In Minnesota, a charter school banned the display of a poster prepared to promote the school’s yearbook as a holiday gift because the poster included Jack Skellington from Tim Burton’s The Nightmare Before Christmas and other secular Christmas icons, not to mention the word “Christmas.”
In New Jersey, one school district banned traditional Christmas songs such as “Joy to the World” and “Silent Night” from its holiday concerts. A New Jersey middle school cancelled a field trip to attend a performance of a play based on Charles Dickens’s “A Christmas Carol” because some might have found it “offensive.”

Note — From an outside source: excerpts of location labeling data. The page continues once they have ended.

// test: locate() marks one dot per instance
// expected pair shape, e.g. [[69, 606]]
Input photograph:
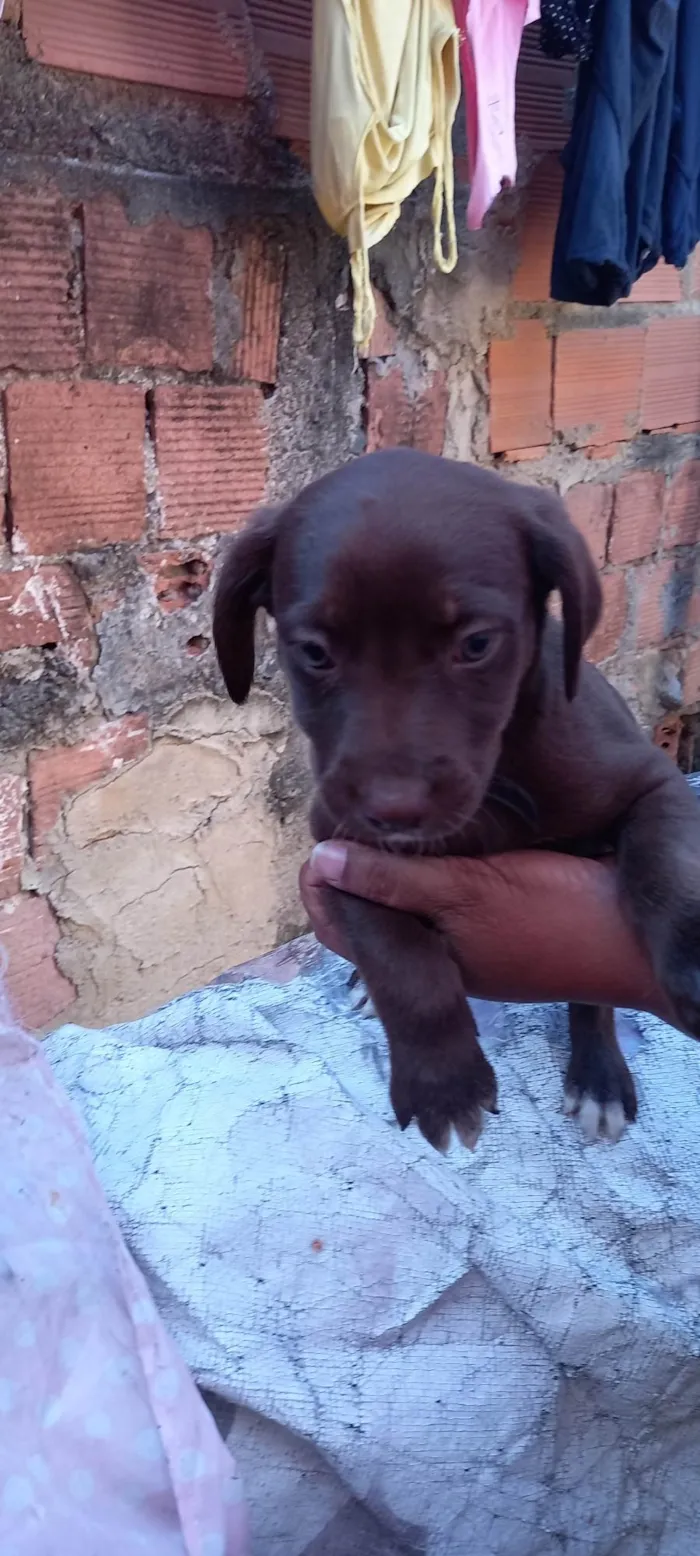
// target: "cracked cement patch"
[[175, 869]]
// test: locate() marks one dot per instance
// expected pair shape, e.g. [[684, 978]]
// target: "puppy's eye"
[[315, 657], [473, 648]]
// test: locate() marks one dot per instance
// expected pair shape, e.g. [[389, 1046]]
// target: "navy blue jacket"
[[632, 165]]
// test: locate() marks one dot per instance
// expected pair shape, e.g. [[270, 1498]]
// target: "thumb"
[[414, 886]]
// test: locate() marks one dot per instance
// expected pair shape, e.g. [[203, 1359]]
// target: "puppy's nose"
[[395, 803]]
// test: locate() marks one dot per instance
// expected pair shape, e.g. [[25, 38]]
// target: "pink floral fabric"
[[490, 36], [106, 1447]]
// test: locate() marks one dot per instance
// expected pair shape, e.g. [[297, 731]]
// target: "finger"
[[315, 900], [416, 886]]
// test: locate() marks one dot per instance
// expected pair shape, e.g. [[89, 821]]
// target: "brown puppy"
[[450, 713]]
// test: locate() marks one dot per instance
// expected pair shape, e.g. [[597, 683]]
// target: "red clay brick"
[[665, 283], [11, 833], [598, 385], [38, 991], [539, 224], [590, 508], [39, 324], [671, 392], [520, 456], [691, 676], [654, 585], [400, 419], [178, 578], [607, 637], [195, 47], [283, 35], [521, 388], [64, 770], [45, 606], [668, 735], [147, 291], [637, 515], [212, 452], [683, 506], [260, 290], [75, 464], [601, 452]]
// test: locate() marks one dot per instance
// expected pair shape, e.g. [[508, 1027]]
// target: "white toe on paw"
[[598, 1119], [590, 1116], [615, 1121]]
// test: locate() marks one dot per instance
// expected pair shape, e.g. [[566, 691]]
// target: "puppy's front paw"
[[444, 1086], [361, 1004], [599, 1091]]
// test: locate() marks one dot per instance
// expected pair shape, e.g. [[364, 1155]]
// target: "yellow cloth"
[[385, 89]]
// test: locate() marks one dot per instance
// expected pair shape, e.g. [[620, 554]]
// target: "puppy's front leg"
[[439, 1074]]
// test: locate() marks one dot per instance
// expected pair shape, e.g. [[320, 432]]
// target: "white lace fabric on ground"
[[493, 1352]]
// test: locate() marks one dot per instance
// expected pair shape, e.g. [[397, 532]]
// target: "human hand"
[[526, 926]]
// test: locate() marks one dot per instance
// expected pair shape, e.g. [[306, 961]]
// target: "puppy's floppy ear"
[[560, 559], [243, 587]]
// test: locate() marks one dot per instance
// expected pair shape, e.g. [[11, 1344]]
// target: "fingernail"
[[329, 862]]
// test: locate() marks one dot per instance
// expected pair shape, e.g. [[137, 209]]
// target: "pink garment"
[[490, 36], [105, 1444]]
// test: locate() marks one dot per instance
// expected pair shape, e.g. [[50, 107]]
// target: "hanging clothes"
[[385, 91], [490, 35], [632, 165], [567, 28]]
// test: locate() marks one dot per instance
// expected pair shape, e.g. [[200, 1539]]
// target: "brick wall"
[[175, 347]]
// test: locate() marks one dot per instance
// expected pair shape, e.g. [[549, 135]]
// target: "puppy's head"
[[409, 598]]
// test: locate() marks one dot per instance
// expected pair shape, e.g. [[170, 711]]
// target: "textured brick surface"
[[638, 515], [591, 508], [607, 637], [539, 224], [39, 325], [691, 676], [45, 607], [598, 385], [665, 283], [212, 452], [75, 464], [283, 35], [402, 416], [195, 47], [147, 291], [11, 833], [655, 610], [179, 578], [28, 934], [671, 392], [520, 377], [668, 733], [683, 506], [260, 288], [64, 770]]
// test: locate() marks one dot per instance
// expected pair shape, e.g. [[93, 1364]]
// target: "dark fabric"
[[567, 28], [632, 165]]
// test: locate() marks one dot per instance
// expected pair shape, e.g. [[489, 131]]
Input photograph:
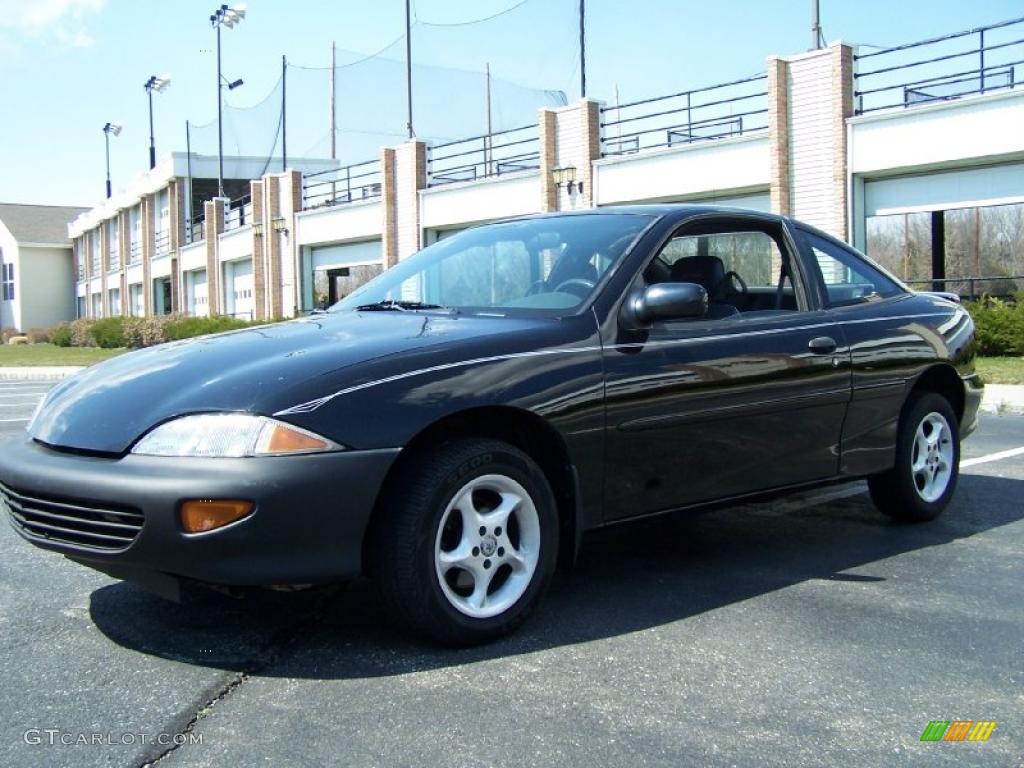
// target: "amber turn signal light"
[[199, 515], [284, 439]]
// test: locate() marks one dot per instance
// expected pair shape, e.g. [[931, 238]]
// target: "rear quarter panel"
[[892, 344]]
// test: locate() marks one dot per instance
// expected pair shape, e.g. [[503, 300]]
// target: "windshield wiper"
[[395, 305]]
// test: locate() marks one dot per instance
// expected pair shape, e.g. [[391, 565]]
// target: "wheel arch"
[[523, 429], [943, 380]]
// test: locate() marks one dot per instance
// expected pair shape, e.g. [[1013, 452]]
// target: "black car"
[[453, 427]]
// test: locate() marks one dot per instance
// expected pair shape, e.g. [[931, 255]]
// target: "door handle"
[[822, 345]]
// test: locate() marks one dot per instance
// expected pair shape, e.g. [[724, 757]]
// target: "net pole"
[[583, 50], [284, 114], [487, 140], [188, 176], [334, 121], [409, 70]]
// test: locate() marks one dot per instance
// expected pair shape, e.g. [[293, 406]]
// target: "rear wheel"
[[466, 543], [924, 478]]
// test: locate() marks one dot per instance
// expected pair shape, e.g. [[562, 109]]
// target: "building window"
[[7, 281]]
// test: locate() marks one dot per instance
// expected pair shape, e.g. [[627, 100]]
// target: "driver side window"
[[743, 270]]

In Texas, a teacher who decorated her door with a scene from “A Charlie Brown Christmas,” including a scrawny tree and Linus, was forced to take it down lest students be offended or feel uncomfortable.
In Connecticut, teachers were instructed to change the wording of the classic poem “Twas the Night Before Christmas” to “Twas the Night Before a Holiday.”
In Virginia, a high school principal debated about whether he could mention Santa or distribute candy canes given that they were symbols of Christmas.
In Massachusetts, a fourth-grade class was asked to list 25 things that reminded them of Christmas. When one young student asked if she could include “Jesus,” her teacher replied that she could get fired if Christmas’ namesake appeared on the list.
Things are not much better outside the schools.
In one West Virginia town, although the manger scene (one of 350 light exhibits in the town’s annual Festival of Lights) included shepherds, camels and a guiding star, the main attractions—Jesus, Mary and Joseph—were nowhere to be found due to concerns about the separation of church and state.
In Chicago, organizers of a German Christkindlmarket were informed that the public Christmas festival was no place for the Christmas story. Officials were concerned that clips of the film “The Nativity Story,” which were to be played at the festival, might cause offense.
In Delaware, a Girl Scout troop was prohibited from carrying signs reading “Merry Christmas” in their town’s annual holiday parade.